Des infrastructures à moderniser pour améliorer les conditions de détention

La Maison Centrale de Poissy, établissement exclusivement réservé aux hommes, compte 240 places, dont deux cellules inoccupées au moment de notre visite. Située dans un ancien couvent du XVIIe siècle, elle présente certains signes d’usure et un besoin évident de modernisation, notamment en ce qui concerne les sanitaires individuels et les douches collectives.

Si des rénovations ponctuelles ont été réalisées dans le quartier des nouveaux arrivants et des détenus en isolement, un programme plus ambitieux serait nécessaire pour améliorer durablement les conditions de vie des détenus et de travail des personnels pénitentiaires.

Nous avons relevé des améliorations à apporter en matière d’intimité dans les cellules : les toilettes, situées juste derrière la porte d’entrée, ne disposent pas encore de séparation complète. Un prototype de cabine testé par l’administration pénitentiaire nous a été présenté, mais pourrait être perfectionné pour mieux répondre aux necessités de confort et de dignité. Concernant les douches communes, certaines nécessiteraient des rénovations pour garantir de meilleures conditions d’hygiène et de fonctionnalité.

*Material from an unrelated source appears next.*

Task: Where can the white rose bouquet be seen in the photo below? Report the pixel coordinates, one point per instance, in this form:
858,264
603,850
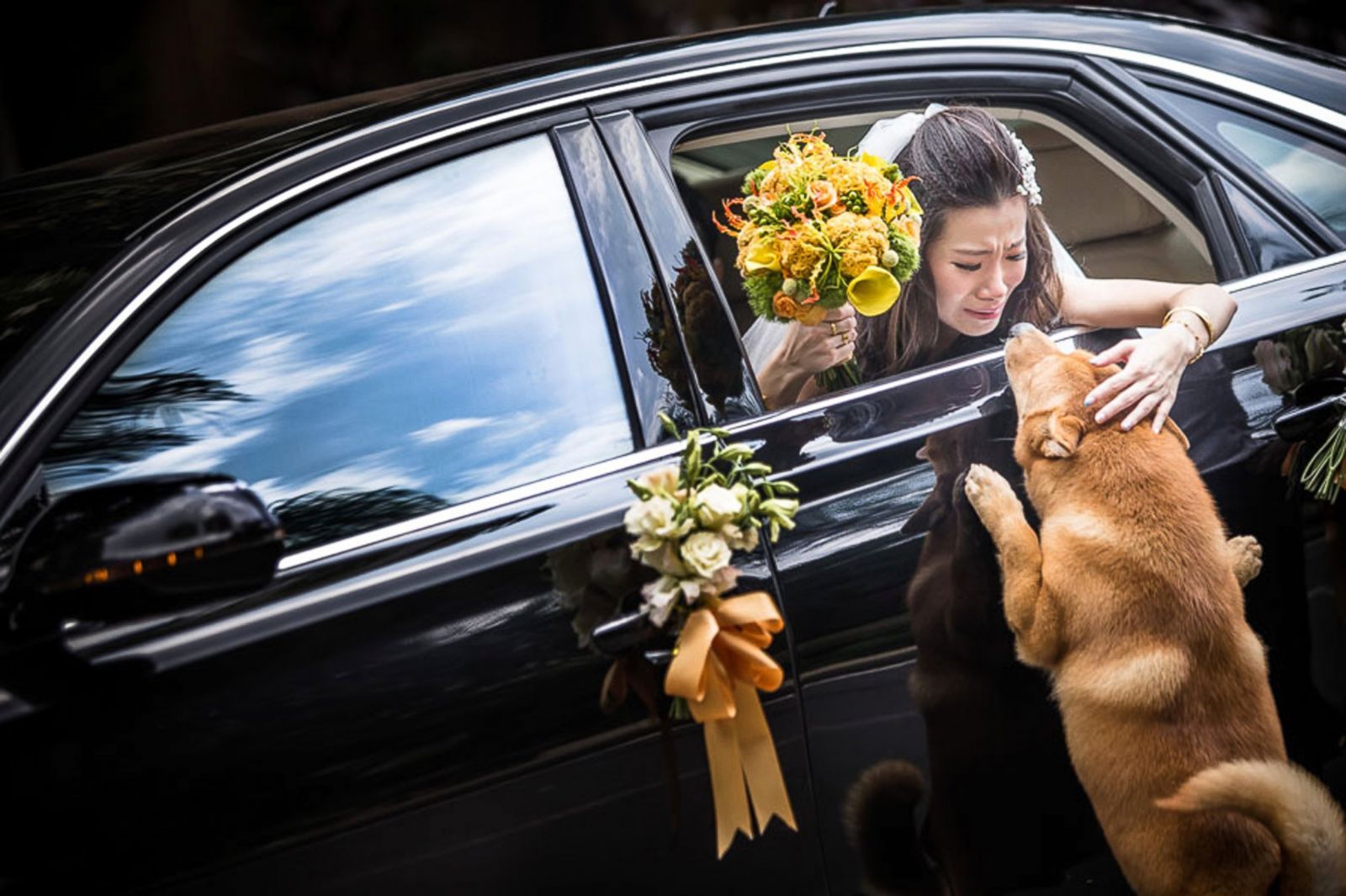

L’entretien de l’établissement représente également un défi, notamment en ce qui concerne la gestion des déchets. La direction nous a expliqué qu’une attention particulière est portée sur ce sujet, bien que des efforts supplémentaires puissent être envisagés pour améliorer encore les conditions sanitaires et l’aération de certaines zones. À noter que l’espace dédié aux familles a récemment été rénové, offrant un cadre plus agréable pour les visites.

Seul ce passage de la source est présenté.